Im Fall von Hartmut in besagtem Film ist es Hajat, das kleine türkische Mädchen, dessen Großmutter im Krankenhaus im Koma liegt und dessen Mutter als Stewardes in der Ferne weilt. Hajat kennt keinen Menschen sonst weiter in dieser fremden Stadt als diesen Taxifahrer. Und plötzlich taucht er auf mit seinem Taxi. Hajat in ihrer Hilflosigkeit setzt sich hinein. Und nun folgt eine wunderbare Geschichte, in der sich Hartmut gegen seinen eigenen inneren Widerstand schließlich nun um dieses Mädchen kümmert.
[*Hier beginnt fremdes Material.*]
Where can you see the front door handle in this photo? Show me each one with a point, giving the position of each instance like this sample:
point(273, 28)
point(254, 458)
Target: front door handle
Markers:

Man sieht, wie er ihr ein Bett bereitet, wie er versucht sie zu verstehen, wie sein Herz erweicht …
Man sieht ihn, wie er heraus kommt aus seiner Grabeshöhle, wie einst Lazarus.
Man sieht am Ende wie sich Hartmut auf den Weg macht, in Istanbul landet, neugierig auf diese fremde Welt, die ihm Hajat eröffnet hat. Man sieht wie er im Café sitzt und sich aus einer Flasche Wasser eingießt – auf der Flasche steht Hajat – den türkischen Kellner befragt, was das auf deutsch heißt, bekommt er zur Antwort:
Leben, Hajat heißt Leben!
Zum Leben sind wir alle gerufen. Und solange wir da sind gibt es immer noch etwas zu erhoffen, etwas zu erträumen, etwas gerade zu rücken, zumindest der Versuch ist immer noch möglich.
Daran erinnert uns die Lazaruserzählung.
In der neuen Lutherübersetzung, ist in diesem Lazarustext zu lesen: Martha spricht: du bist der Christus, der in die Welt kommt. In der letzten Üss. heißt es: der in die Welt gekommen ist. Also Gegenwart und Zukunft statt Vergangenheit!
Damit ist unterstrichen: Jesu Kommen ist nichts was sich allein damals vor 2000 Jahren ereignet hat, sondern etwas, das sich stetig ereignet. Heute will Gott durch Jesus unser Herz erreichen. Heute ist noch etwas zu erwarten auch wenn es aussichtslos scheint. Es ist allezeit etwas zu erwarten für Ihr, für mein persönliches Leben, für die Menschen mit denen ich zusammen lebe, mit denen ich es manchmal auch schwer habe. Es ist etwas zu erwarten für all jene, die den Frieden suchen, die hierher flüchten. Es ist etwas zu erwarten für unser Land, für Europa, für unsere ganze Welt.
Auf das wir den Ruf Jesu allezeit hören, wie er an Lazarus, an Hartmut Mackowiak, an uns alle gerichtet ist:
Komm heraus und lebe!! Setzte dich für das Leben ein!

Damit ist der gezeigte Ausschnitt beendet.